Dr. Jingyuan Fu believes we still have a lot to learn about gut bacteria and its link to heart health. Knowing one of the major risk factors for heart disease is abnormal blood lipid (or fat) levels, she and her colleagues at the University Medical Center Groningen in the Netherlands conducted a study to pinpoint the types bacteria associated with blood lipids and BMI. Their goal? To one day use their findings to assist with heart disease treatment and prevention.
Here in the United States and worldwide, cardiovascular disease is still the number one cause of death, killing more than 17 million men and women annually.
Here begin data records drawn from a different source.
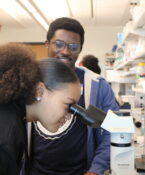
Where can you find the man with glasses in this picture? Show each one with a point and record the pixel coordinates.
(74, 149)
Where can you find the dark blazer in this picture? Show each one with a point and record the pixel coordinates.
(12, 138)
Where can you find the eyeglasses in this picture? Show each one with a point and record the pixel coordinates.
(60, 45)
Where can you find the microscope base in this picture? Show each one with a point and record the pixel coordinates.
(140, 165)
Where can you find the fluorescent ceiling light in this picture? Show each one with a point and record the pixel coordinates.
(33, 12)
(13, 9)
(52, 9)
(41, 20)
(28, 5)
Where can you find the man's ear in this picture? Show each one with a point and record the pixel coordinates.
(47, 43)
(40, 88)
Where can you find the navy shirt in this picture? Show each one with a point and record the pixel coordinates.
(63, 153)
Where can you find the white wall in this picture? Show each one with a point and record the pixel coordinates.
(98, 40)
Currently, treatment for high blood lipid levels is limited to either diet and lifestyle changes or lipid-lowering drugs such as statins, but Fu and her team wondered if there might be another option: altering our gut microbiome to support optimal lipid levels and heart health.
“Our study provides new evidence that microbes in the gut are strongly linked to the blood level of HDL (good cholesterol) and triglycerides and may be added as a new risk factor for abnormal blood lipids, in addition to age, gender, BMI and genetics,” said Dr. Fu in a news release. Specifically, they were able to identify 34 different types of bacteria linked to body fat and blood lipids—most of which were previously unknown.
There are more than 100 trillion bacteria cells living in the human body, and research tells us those microbes play a role in everything from digestion and immune function to respiratory health, weight management, and more. Using new technologies, it is now possible to take a closer look at our gut bacteria and see just how they work—which may bring us one step closer to improving human health for generations to come.